Не менее, однако, интересна и история написания "Иллюзий". Вот что сам автор говорит по этому поводу:

"После того как "Чайка по имени Джонатан Ливингстон" вышла в свет, меня не раз спрашивали: "Ричард, что ты собираешься писать дальше? После "Джонатана", что?" Я отвечал тогда, что дальше мне вовсе нет необходимости писать, ни единого слова, и что мои книги уже сказали все, что я хотел бы ими сказать. В свое время мне пришлось и поголодать, и продать свою машину, и все такое прочее, поэтому было довольно занятно, что уже не надо сидеть до полуночи за работой. Однако, почти каждое лето я отправлялся на своем почтенном биплане в плаванье над изумрудными морями лугов на Среднем Западе Америки, катал пассажиров и снова начал чувствовать прежнее напряжение - осталось еще кое-что, чего я сказать не успел. Мне вовсе не нравится писать книги.

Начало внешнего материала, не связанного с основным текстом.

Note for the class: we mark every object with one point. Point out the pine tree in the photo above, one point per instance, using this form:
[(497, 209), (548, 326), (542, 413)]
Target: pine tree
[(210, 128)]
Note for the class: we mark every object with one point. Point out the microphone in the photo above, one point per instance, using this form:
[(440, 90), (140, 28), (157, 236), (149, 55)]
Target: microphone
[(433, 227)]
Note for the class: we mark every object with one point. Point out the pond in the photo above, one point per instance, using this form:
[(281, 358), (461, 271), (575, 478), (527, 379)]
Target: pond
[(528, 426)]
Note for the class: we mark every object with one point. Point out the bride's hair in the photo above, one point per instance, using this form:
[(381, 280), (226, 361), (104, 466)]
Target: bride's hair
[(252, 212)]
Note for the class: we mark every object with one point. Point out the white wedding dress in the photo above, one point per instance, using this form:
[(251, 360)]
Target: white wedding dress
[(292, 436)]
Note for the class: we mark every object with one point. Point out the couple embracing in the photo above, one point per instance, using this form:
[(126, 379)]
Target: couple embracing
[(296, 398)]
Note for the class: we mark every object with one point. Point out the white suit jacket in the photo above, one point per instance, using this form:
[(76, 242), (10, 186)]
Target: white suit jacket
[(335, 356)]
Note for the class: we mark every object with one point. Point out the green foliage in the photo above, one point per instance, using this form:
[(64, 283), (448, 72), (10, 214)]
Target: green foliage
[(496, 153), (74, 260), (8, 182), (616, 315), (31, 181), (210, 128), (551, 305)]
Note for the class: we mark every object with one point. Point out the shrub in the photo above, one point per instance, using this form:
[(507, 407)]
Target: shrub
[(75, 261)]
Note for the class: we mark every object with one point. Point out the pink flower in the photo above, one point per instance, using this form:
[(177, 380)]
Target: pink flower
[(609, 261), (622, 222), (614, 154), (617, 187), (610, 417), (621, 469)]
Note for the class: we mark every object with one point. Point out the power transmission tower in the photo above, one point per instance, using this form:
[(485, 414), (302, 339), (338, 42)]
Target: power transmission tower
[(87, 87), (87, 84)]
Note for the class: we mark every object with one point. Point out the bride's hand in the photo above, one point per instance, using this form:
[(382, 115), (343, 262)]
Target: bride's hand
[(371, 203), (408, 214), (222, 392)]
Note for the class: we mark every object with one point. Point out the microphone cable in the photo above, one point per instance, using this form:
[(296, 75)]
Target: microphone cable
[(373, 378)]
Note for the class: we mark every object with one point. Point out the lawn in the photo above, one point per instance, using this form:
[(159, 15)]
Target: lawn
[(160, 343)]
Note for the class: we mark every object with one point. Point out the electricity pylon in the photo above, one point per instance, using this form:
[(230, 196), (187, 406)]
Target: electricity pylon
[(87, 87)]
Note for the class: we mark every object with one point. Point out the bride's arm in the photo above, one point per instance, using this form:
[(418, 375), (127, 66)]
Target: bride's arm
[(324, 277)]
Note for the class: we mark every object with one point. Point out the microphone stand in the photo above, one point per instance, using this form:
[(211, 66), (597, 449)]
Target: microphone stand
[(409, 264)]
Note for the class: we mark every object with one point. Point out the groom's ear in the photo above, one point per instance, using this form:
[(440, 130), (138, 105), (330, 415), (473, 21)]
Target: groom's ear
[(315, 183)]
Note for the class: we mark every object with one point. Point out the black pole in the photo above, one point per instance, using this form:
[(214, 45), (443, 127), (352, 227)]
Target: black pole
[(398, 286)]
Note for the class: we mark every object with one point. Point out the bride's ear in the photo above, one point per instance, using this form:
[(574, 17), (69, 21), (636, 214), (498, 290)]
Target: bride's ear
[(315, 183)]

Если я только могу повернуться к какой-нибудь идее спиной, оставить ее там, во мраке, за порогом, то я даже не возьму в руки перо.

Но время от времени передняя стена вдруг с грохотом разваливается, осыпая все вокруг водопадом стеклянных брызг и кирпичной крошки, и кто-то, перешагнув через этот мусор, хватает меня за глотку и нежно говорит: "Я не отпущу тебя, пока ты не выразишь меня словами и не запишешь их на бумагу". Именно так я и познакомился с "Иллюзиями"…" (1)

Какпредмет работы мы рассматриваем метафизическую литературу современности, прослеживаем тенденции и историю её развития.

В данной работе мы попытались исследовать художественную космогонию в прозе Ричарда Баха при рассмотрении последней с точки зрения поиска метафизического смысла на примере произведений "Чайка по имени Джонатан Ливингстон" и "Иллюзии". Это можно определить как объект исследования.

Целью данного исследования мы видим ничто иное, как построение верной интерпретационной системы образности при ознакомлении с метафизической литературой с космогоническими иллюстрациями в развитии сюжета.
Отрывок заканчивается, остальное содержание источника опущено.